The portentous intro brought no immediate action. After a moment, Cor stepped to the door and spoke coaxingly. There were at least two people out there, one of them a printsman from Brailly’s crew. A second passed, and someone tall and lanky bent through the doorway…
Rey rocked back in his chair, his eyes widening. The visitor was remarkable, though not in the way Cor meant. It was a female: there was a slimness in the shoulders, and a slight broadening in the hips. And she was tall. The ceiling of Guille’s office was six feet high; the girl’s tangled red hair brushed against it. But scale her down to normal size and she might be taken for a street waif. Her face and hair were grimy. A bruise darkened her face around one eye. With her arrival the room filled with the smell of rancid grease. He looked at her clothes and understood the source of part of the smell. She was dressed in rags. There were patches on patches on patches, yet holes still showed through. But these were not the rags of a street waif: these were of leather, thick and poorly cured. She carried a walking staff almost as tall as she was.

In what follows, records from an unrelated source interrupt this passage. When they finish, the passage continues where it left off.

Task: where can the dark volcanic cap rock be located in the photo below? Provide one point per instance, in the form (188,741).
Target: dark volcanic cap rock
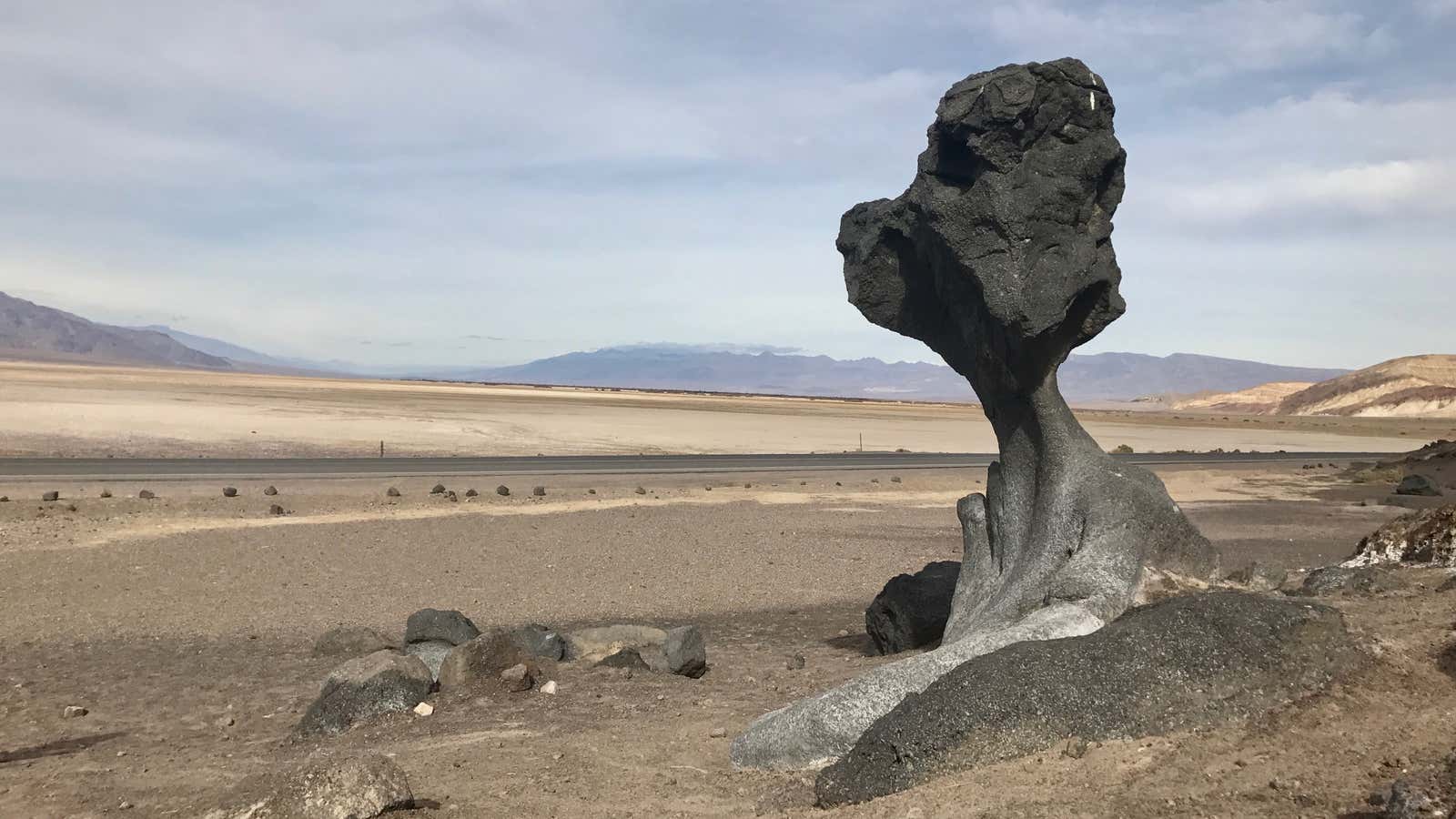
(1004,238)
(1176,665)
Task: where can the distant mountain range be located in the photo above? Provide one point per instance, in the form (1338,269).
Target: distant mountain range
(1104,376)
(34,331)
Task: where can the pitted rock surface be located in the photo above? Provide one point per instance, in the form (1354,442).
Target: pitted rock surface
(1177,665)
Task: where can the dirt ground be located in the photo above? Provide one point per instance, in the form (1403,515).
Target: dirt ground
(69,410)
(184,624)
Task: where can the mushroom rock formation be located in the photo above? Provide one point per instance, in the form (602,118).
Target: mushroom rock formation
(999,258)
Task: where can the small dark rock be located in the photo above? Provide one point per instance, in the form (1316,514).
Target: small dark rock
(541,642)
(912,610)
(625,659)
(1417,486)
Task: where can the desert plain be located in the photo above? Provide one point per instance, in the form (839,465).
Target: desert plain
(186,624)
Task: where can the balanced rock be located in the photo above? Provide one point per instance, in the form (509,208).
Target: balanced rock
(1416,484)
(368,687)
(351,640)
(1420,538)
(912,610)
(484,659)
(360,787)
(1178,665)
(999,258)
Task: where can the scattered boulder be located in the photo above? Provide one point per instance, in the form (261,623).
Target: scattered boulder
(681,651)
(368,687)
(1420,538)
(1341,581)
(354,640)
(541,642)
(1259,577)
(484,659)
(359,787)
(1177,665)
(1416,484)
(448,625)
(684,651)
(912,610)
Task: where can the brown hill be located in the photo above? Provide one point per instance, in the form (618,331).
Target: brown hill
(1256,401)
(1411,387)
(36,332)
(1416,387)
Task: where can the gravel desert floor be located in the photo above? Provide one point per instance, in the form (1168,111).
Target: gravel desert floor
(184,627)
(69,411)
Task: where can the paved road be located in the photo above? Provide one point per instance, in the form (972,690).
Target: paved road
(178,468)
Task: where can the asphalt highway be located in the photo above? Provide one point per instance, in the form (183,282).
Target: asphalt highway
(187,468)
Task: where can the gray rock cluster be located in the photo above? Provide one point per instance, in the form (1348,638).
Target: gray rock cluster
(1177,665)
(444,651)
(999,258)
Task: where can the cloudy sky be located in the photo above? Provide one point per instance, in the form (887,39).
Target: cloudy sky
(490,181)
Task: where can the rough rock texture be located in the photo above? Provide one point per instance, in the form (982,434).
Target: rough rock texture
(482,661)
(368,687)
(541,640)
(337,789)
(1183,663)
(999,258)
(434,624)
(912,610)
(351,640)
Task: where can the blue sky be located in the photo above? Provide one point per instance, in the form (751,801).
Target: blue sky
(458,182)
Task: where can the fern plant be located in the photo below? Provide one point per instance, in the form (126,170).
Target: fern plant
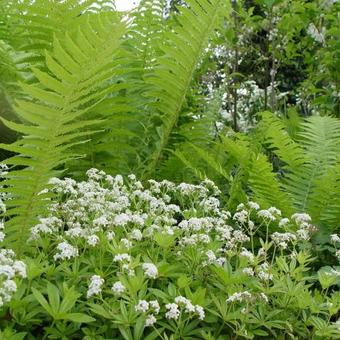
(300,173)
(78,69)
(170,82)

The circus people might have use for such a character, though scarcely as Hrala. He smiled at the girl. “What’s your name?”
Her only reply was a shy smile that revealed even, healthy teeth. There was a nice face hiding under all the dirt.
Cor said, “She doesn’t understand one word of Spräk, Boss.” She looked out the door. “What did she call herself, Jimi?”
The printsman stuck his head into the office; there wasn’t room for three visitors. “Good afternoon, Master Guille,” he said to Rey. “Uh, it’s hard to pronounce. The closest thing in a civilized name would be ‘Tatja Grimm.’ ” The girl’s head came up and her smile broadened.